Speculators may continue to put downward pressure on gold in the near term. However, a floor for gold prices seems to be developing. In the future, gold appreciation is likely to be driven mostly by physical demand. I anticipate significant purchases of gold jewelry, coins, and bars from China as well as other emerging markets nations. Central bank purchases should also help bolster gold prices. While gold prices won’t likely be driven by retail investor demand, the U.S. government’s lack of attention to its debt issues should be supportive for gold price trends. The U.S. federal debt was projected to hit $17 trillion by the end of 2013 and to continue to rise from there. Additionally, the Fed might have difficulty scaling back its quantitative easing program without upward pressure on interest rates. Longer-term, dollar depreciation, higher inflation, or both may result from future U.S. fiscal and monetary strategies. Gold has historically had a negative correlation to the U.S. dollar and a positive correlation to significant inflationary pressures.

Gold has risen when inflation has been high

U.S. dollar and gold have historically risen in opposite directions

Source: Bloomberg, Wells Fargo

Gold equities may make up for a slump in gold prices

Looking into 2014 and beyond, I think there is materially more appreciation potential for gold equities than the metal itself. The relationship between gold and gold equities can best be measured by the beta (or market sensitivity) of gold-related companies. Gold equities have historically overshot movements in the underlying gold price—an unfavorable characteristic when investors expect the price of gold to decline. Many investors have viewed precious metals equities through a pessimistic lens. Some analysts are still concerned that mining companies may not be profitable with gold prices at current levels. Investors have also begun to discount the perceived value of investing in precious metals as a hedge against other portfolio risks and have taken advantage of tax losses by selling precious metals stocks at depressed prices toward the end of the year.

Despite recent trends, I still believe that there are gold-mining companies that can demonstrate solid profitability and have notable appreciation potential. Stock selection will likely remain important, though, as company fundamentals tend to drive stock prices. Higher-quality companies with internal growth catalysts, such as effective execution of business plans and mining and production successes, are likely to outperform. I also continue to favor production companies over exploration or development firms because they are more established, generally have positive cash flow, and have less risk of needing to raise capital in the current environment.

Mining and production companies aren’t helpless in the face of falling prices

Precious metals companies can make numerous modifications to adjust for depressed gold and precious metals prices. They can cut exploration and related expenses, general administrative expenses, and salaries. They can also alter mining plans to realign with economic profit potential, cancel plans to grow production, and defer new development. So, while there are many mining companies whose profits are at risk, there are actions they can take to improve profitability. Declining costs often lead to margin improvement for mining firms.

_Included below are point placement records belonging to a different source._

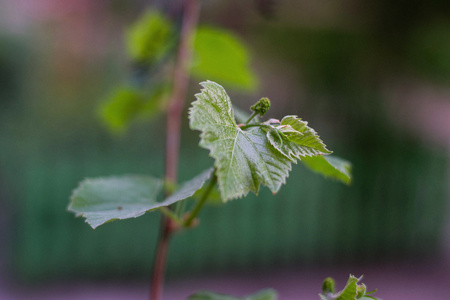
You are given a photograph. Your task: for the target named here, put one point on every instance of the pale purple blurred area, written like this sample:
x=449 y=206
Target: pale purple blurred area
x=394 y=282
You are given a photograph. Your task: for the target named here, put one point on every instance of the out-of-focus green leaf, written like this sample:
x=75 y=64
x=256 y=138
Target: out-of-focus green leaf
x=150 y=37
x=220 y=56
x=330 y=166
x=128 y=104
x=243 y=159
x=107 y=199
x=268 y=294
x=214 y=197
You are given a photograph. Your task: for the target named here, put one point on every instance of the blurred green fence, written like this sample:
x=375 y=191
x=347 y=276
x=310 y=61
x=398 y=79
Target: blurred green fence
x=394 y=209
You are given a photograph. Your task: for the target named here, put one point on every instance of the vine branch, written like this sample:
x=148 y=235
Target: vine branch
x=180 y=83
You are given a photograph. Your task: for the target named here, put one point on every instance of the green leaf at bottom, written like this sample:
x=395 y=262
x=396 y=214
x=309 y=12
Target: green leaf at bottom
x=330 y=166
x=268 y=294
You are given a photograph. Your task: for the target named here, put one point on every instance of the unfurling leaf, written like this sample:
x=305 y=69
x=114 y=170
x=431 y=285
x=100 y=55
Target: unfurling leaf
x=246 y=159
x=243 y=159
x=107 y=199
x=294 y=139
x=330 y=166
x=268 y=294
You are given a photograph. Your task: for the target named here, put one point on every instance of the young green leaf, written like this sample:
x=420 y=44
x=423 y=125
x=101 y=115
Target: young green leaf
x=107 y=199
x=219 y=55
x=330 y=166
x=352 y=291
x=268 y=294
x=150 y=37
x=243 y=159
x=294 y=139
x=102 y=200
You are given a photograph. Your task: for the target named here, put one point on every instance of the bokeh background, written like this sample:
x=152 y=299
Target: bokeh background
x=372 y=77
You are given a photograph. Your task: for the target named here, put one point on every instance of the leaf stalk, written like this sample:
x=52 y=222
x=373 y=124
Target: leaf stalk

In the near term, costs have already begun to decline for gold producers due to:

  1. New initiatives by mining firms to focus on free cash flow and margin improvements
  2. Declining currency values in commodity-rich nations

Based on the most recent data available, for third quarter 2013, the cost of gold production (per ounce) fell modestly. If history is a guide, mine production costs could continue to fall for some time. During the last down cycle for gold, which was in the late 1990s, the industry was able to cut costs an average of 8% per year for four years.

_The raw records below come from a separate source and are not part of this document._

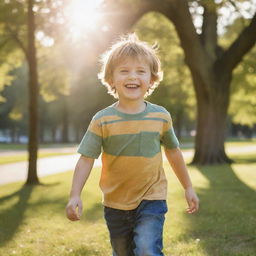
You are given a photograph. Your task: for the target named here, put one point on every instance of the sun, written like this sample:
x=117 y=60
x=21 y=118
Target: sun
x=83 y=15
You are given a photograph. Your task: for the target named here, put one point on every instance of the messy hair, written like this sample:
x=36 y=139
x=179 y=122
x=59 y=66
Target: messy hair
x=130 y=46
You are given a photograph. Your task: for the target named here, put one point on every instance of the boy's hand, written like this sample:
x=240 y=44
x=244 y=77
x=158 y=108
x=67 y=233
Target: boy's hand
x=73 y=204
x=192 y=200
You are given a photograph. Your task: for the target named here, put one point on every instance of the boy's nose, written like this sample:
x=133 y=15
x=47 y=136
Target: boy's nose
x=132 y=75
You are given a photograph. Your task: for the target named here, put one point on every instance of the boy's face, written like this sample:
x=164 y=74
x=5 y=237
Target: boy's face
x=132 y=79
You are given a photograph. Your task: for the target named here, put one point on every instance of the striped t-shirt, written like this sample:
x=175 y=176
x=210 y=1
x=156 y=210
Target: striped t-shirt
x=131 y=154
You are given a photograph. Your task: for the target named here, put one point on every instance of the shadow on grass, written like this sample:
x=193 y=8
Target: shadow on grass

Many of the anticipated actions by mining firms mentioned above are likely to limit future gold supply. Meanwhile, the amount of recycled scrap gold in circulation is also likely to decline since people have less of an incentive to sell gold at today’s low market price, which also could restrict overall supply. A more limited supply of gold in tandem with persistent physical demand could mean attractive appreciation potential for gold equities, particularly considering their currently depressed market values.